空は青空、そして鳥が飛んでいた。………ん?鳥か?鳥にしては少し大きいような…
視力右A、左Bの目を凝らしながらジィっと食い入るように見つめる。
「………ぃ…、………………お………………く…ぁ!」
一体何だあれは、動物型ファントムだろうか?
「……おー……く……まぁ~」
「ん?」
なんだかどこからか聞こえる声に辺りを見回す。
「おい!栗山…!聞こえてるかぁ?」
「ひ、ひゃい…!」
周りからクスクスと笑われる。

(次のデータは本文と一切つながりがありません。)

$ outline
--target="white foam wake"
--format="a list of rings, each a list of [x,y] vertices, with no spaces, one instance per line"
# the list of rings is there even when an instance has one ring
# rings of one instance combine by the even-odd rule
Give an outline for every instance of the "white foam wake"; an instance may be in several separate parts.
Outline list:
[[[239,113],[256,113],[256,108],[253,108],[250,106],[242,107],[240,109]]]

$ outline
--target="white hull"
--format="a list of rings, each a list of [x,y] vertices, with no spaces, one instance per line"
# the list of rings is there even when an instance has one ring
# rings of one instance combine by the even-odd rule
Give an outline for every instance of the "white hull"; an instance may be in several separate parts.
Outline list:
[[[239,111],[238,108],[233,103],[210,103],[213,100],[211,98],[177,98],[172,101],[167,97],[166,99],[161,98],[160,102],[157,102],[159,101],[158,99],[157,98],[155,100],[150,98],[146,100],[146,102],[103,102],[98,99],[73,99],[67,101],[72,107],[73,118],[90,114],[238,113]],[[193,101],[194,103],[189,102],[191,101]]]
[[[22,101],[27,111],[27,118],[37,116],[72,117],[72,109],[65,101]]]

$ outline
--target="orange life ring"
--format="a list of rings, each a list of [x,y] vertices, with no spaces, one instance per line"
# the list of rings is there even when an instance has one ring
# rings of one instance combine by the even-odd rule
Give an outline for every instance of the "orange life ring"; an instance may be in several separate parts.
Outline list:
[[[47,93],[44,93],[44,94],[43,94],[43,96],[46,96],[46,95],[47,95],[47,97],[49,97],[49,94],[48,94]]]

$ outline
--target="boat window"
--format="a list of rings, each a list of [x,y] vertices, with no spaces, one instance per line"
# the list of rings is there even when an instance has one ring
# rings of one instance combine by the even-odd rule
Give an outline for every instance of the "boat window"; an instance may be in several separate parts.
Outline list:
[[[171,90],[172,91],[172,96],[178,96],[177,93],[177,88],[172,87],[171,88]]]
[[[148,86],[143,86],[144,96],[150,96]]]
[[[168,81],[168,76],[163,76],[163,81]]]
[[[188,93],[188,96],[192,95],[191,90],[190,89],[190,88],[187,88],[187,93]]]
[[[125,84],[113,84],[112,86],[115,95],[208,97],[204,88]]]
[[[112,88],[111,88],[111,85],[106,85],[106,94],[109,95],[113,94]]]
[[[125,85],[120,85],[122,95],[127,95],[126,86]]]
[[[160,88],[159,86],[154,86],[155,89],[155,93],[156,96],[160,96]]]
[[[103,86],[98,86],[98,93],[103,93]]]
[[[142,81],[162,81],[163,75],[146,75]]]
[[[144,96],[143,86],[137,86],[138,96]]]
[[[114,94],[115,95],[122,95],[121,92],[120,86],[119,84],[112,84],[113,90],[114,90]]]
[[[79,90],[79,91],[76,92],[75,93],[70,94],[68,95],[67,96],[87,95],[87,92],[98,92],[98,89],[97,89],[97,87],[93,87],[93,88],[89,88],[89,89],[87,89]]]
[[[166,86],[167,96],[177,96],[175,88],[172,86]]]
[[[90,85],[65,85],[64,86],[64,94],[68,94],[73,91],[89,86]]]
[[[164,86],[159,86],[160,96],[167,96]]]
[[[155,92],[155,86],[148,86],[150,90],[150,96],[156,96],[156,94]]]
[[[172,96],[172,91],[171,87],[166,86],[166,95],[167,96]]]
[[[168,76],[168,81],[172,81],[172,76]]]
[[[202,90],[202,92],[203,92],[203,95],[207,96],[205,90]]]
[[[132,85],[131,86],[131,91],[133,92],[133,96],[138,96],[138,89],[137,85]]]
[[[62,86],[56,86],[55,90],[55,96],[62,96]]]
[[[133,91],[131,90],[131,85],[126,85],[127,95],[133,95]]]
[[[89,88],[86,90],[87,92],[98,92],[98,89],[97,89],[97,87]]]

いきなり呼ばれて思わず噛んでしまった。穴があったら入りたかった。いきなり新しいクラスで黒歴史を刻んだな…と考えているとまた、うちのクラスの担任―――小渕 架子教諭に呼ばれる。明るく美人で面白いため、異性からも同性からも好かれる先生だ。
「おーい、聞こえてるかー。自己紹介だぞー?」
「………ぁ!ぇと…―――」
いきなりの自己紹介で困惑気味の矢人は本日二回目の黒歴史を生んでしまうのだった。後に噛み神大魔王と呼ばれることは神のみぞ…いや、矢人以外は全員知ることになる。まぁ、それはまた別のお話。
「―――あはっ!…く、くく…っぷ、あっはははは!はははははは…ひっひーぃふぅー」
「いや、まだ笑ってんの!?もう放課後だぞ?」
放課後。矢人が黒歴史を刻んでからおよそ七時間後。こらえきれんとばかりに腹を抱え笑う椿をジト目で見返す。
「だーてっさ!あんな…ひゃい!みたいな?ふふっ……ふ、ははははは!」
「あぁ、あーもうやめてくれ…その話を掘り返さないでくれぇ……」
机をバンバン叩いて笑う椿に、矢人は今朝のことを思い出し、再び頭を抱える。これは話題を変えなければと決心したときに鳥のことが頭によぎった。
だが、これでもしまたからかわれてはひとたまりもない。
「んじゃ、俺帰るぞ」
わざと「コホン」と席を一つして席を立った。
のち、教室を出る際に、くりくり頭の少年と黒髪の僕っ娘に一緒に帰ろうかと言われ捕まったのは、言うまでもなかった。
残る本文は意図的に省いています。